D’après les enquêteurs, Yoshebeev aurait profité de séjours prolongés à l’étranger – notamment à Dubaï et en Russie – pour coordonner des activités criminelles, renforcer ses alliances et préparer des actions violentes. « Il s’agit d’un individu extrêmement dangereux, disposant d’un réseau structuré et de nombreux exécutants sur le terrain », confie une source policière. « Par le passé, il a échappé à plusieurs dossiers graves faute de preuves suffisantes, mais son influence n’a jamais diminué ».

Cette fois-ci, la police ne se contente pas d’un simple interrogatoire. Après une nuit de détention, Yoshebeev a été présenté au tribunal de première instance de Hadera, où la police a demandé la prolongation de sa garde à vue ainsi qu’une mesure administrative d’éloignement forcé de sa ville de résidence pour plusieurs semaines. L’objectif affiché : empêcher toute escalade violente dans la région et désorganiser les réseaux criminels avant qu’ils ne passent à l’acte.

Cette demande s’inscrit dans une tendance de plus en plus marquée des autorités israéliennes, qui privilégient des mesures préventives – restrictions de déplacement, assignations à résidence, interdictions de contact – face à des figures du crime organisé dont l’implication directe dans un acte précis reste difficile à prouver juridiquement, mais dont la dangerosité est jugée élevée.

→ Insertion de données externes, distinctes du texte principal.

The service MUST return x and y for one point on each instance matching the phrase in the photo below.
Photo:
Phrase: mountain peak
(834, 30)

De son côté, Yoshebeev rejette fermement les accusations. Par l’intermédiaire de son avocat, Rotem Cohen, il affirme être victime d’un harcèlement systématique de la part de la police. Selon la défense, il ne s’agit ni plus ni moins que d’une « persécution » fondée sur des soupçons non étayés. « Mon client a été arrêté à plusieurs reprises ces dernières années, placé en détention, puis relâché sans qu’aucun acte d’accusation ne soit déposé », a déclaré Me Cohen, dénonçant une atteinte répétée aux droits fondamentaux.

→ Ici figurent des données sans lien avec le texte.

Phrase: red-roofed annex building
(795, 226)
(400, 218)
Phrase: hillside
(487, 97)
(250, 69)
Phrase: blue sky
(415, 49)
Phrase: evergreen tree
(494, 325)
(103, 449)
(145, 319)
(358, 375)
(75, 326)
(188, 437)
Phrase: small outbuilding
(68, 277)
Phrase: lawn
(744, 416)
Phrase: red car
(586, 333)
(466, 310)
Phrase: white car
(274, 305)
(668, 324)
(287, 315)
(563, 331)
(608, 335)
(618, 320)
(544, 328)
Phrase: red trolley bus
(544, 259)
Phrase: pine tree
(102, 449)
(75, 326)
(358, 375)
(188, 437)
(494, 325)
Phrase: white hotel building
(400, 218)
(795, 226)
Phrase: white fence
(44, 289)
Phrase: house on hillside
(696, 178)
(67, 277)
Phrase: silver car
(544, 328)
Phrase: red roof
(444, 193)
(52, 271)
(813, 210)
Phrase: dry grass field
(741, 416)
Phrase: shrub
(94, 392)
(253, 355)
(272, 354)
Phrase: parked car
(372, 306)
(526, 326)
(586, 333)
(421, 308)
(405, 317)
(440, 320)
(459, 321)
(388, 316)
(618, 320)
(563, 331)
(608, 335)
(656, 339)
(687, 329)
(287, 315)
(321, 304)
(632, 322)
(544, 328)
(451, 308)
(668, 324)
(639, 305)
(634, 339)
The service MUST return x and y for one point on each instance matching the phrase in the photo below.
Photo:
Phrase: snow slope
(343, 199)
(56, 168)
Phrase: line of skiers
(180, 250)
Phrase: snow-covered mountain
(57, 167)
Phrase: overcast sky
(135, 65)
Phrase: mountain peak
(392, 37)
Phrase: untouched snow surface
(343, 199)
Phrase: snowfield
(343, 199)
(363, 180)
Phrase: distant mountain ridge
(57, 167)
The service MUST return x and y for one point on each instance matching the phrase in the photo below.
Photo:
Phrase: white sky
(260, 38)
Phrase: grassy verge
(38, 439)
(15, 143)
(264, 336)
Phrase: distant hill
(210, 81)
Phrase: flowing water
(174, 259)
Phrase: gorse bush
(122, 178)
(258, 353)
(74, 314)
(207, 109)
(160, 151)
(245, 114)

Effectivement, au cours des deux dernières années, Yoshebeev a été impliqué dans plusieurs enquêtes pour des affaires graves, sans qu’aucune n’aboutisse à un procès. Pour ses avocats, cette situation démontre l’absence de preuves solides. Pour la police, elle illustre au contraire la difficulté chronique à faire tomber des chefs de réseaux criminels expérimentés, qui savent déléguer les actes violents et maintenir une distance juridique avec les crimes commis en leur nom.

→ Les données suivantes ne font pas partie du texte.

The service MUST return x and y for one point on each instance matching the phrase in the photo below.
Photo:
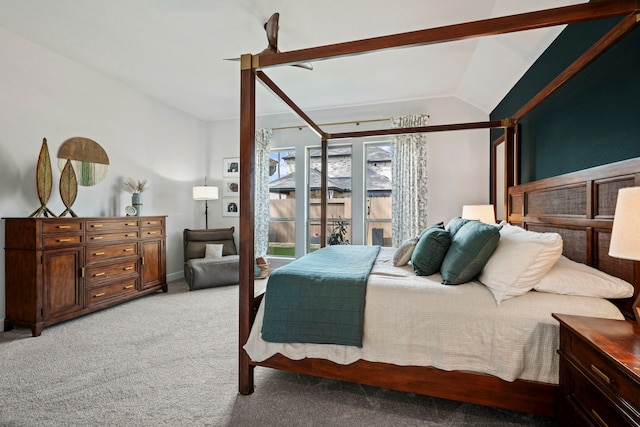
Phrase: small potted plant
(136, 187)
(337, 236)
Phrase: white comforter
(412, 320)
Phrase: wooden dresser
(599, 372)
(61, 268)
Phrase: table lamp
(625, 236)
(206, 193)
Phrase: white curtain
(261, 203)
(409, 168)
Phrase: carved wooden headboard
(580, 207)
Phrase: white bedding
(413, 320)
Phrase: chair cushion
(195, 241)
(200, 273)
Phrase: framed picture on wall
(231, 166)
(231, 206)
(231, 187)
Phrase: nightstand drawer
(99, 253)
(604, 373)
(100, 273)
(595, 406)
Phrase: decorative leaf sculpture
(68, 188)
(44, 181)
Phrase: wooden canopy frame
(487, 390)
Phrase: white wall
(458, 161)
(45, 95)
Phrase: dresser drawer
(99, 225)
(96, 253)
(115, 235)
(153, 222)
(61, 240)
(99, 273)
(99, 294)
(57, 226)
(604, 373)
(147, 233)
(594, 405)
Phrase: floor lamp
(625, 235)
(206, 193)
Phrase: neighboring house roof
(374, 154)
(287, 184)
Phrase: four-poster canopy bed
(535, 206)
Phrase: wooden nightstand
(599, 372)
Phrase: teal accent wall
(594, 119)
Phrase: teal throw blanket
(320, 297)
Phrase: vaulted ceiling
(174, 50)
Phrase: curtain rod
(356, 122)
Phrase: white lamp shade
(483, 213)
(205, 192)
(625, 236)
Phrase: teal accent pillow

L’affaire met en lumière un dilemme récurrent dans la lutte contre la criminalité organisée en Israël : comment protéger la sécurité publique face à des individus jugés extrêmement dangereux, sans franchir les limites de l’État de droit ? Les forces de l’ordre défendent une approche pragmatique, estimant que l’inaction pourrait coûter des vies. Les avocats, eux, mettent en garde contre une dérive où le soupçon se substituerait à la preuve.

Le phénomène de la mafia caucasienne, implantée depuis plusieurs années en Israël, constitue un défi majeur pour la police. Ces groupes, souvent structurés sur des bases familiales et ethniques solides, disposent de connexions internationales, notamment en Europe de l’Est et en Russie, ce qui complique le travail des enquêteurs. Les voyages fréquents à l’étranger, comme ceux attribués à Yoshebeev, renforcent ces soupçons de coordination transnationale.

La décision du tribunal de Hadera sera déterminante. Il devra trancher entre les arguments sécuritaires de la police et les accusations d’abus formulées par la défense. En attendant, l’arrestation de Yoshebeev envoie un message clair : les autorités israéliennes entendent frapper en amont, avant que les conflits entre organisations criminelles ne dégénèrent en violences ouvertes dans les rues.

Reste à savoir si cette stratégie de prévention renforcée résistera à l’épreuve judiciaire – et si, cette fois, les soupçons accumulés depuis des années se transformeront enfin en un dossier pénal solide.